15. AİLE NE DEMEK?

Start from the beginning
                                    

"Özür dilerim Nil. Aklımdaydı, yemin ederim bir an boşluğuma geldi. Mutfaktan hemen çıkacaktım."

"Can..." dedim bezmiş bir sesle, "Sen ne zaman mutfağa girer girmez çıktın ki?" diye sorduğumda sessiz kaldı.

"Tamam." dedim ona daha fazla yüklenmeyerek. İlk defa böyle bir şey olmuştu ve ne kadar üzgün olduğunu görebiliyordum.

"Açelya, Korhan'ı çok sevdi..." diye mırıldandım.

"Korhan?" dedi sorarcasına. Sonra gözleri büyüdü. "O adam..." dedi yutlunarak.
"Nil. O adam hiç tekin biri değil." dediğinde güldüm.

"Ama Açelya bunu anlayacak yaşta değil."

"Onları bir daha, bir araya getirmeyelim." dediğinde Can, derin bir nefes alıp verdim.

"Çok geç. Korhan gitmeden önce 'görüşürüz' dedi. Bu da demek oluyor ki bir daha gelecek. O da Açelya'yı çok sevdi." dedim sıkıntıyla.
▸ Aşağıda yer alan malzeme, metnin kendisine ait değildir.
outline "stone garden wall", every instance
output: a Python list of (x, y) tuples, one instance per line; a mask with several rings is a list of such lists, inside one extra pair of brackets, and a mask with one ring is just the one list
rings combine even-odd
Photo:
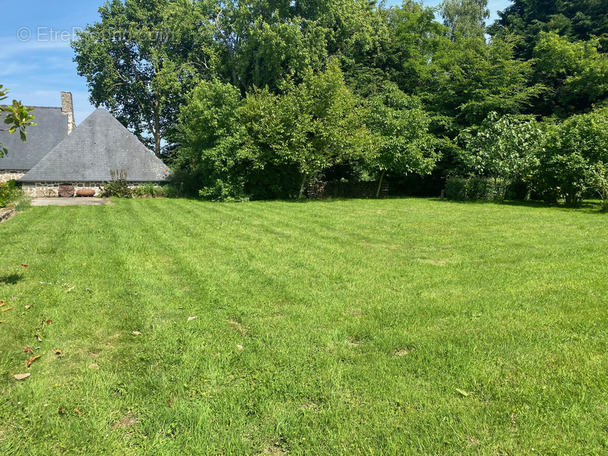
[(17, 180), (22, 178), (24, 173), (13, 169), (2, 169), (0, 170), (0, 182), (7, 182), (9, 180)]
[[(67, 182), (36, 182), (24, 183), (23, 191), (30, 198), (54, 198), (59, 196), (59, 186)], [(81, 189), (90, 189), (95, 191), (95, 196), (99, 196), (102, 191), (103, 182), (69, 182), (74, 186), (74, 196)]]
"Allah kahretsin!" dedi Can, "Elimden hiçbir şey gelmiyor ya bu beni deli ediyor!"

"Saçmalama!" dedim ona. Bir şey yapmak zorunda değildi. "Bir daha gelirse onunla güzel bir dilde konuşacağım. Bence öyle kaba saba bir adam değil. Adamlarına özür diletti." Dediğimle Can gülerek başını iki yana salladı.

"Sende etkilenmişe benziyorsun, Açelya gibi..."

"Saçmalama Can!" dedim sinirle. "Sadece kulaktan duyma sözlerle peşin hüküm vermiyorum."

"Ya Nil... Adam ile ilgili tek bir bilgi yok ki internette. Bakmadım mı sanıyorsun?"

"Neyse..." dedim bu konuyu kapatmak isteyerek. "Nergis ne zaman geliyor?"

"Çıkmış işten birazdan burada olur. Ama bak bu konu kapanmadı." dedi kaşlarını kaldırarak.

Bir şey demeden oturduğum yerden kalktım. Nergis gelene kadar ufak tefek olan işlerimi bitirip Açelya'yı kontrol ettim. Nergis geldiğinde hep beraber akşam yemeği yedik. Kafe kalabalıklaşmaya başlamıştı. Açelya hala yorgun olduğu için onunla eve döndüm.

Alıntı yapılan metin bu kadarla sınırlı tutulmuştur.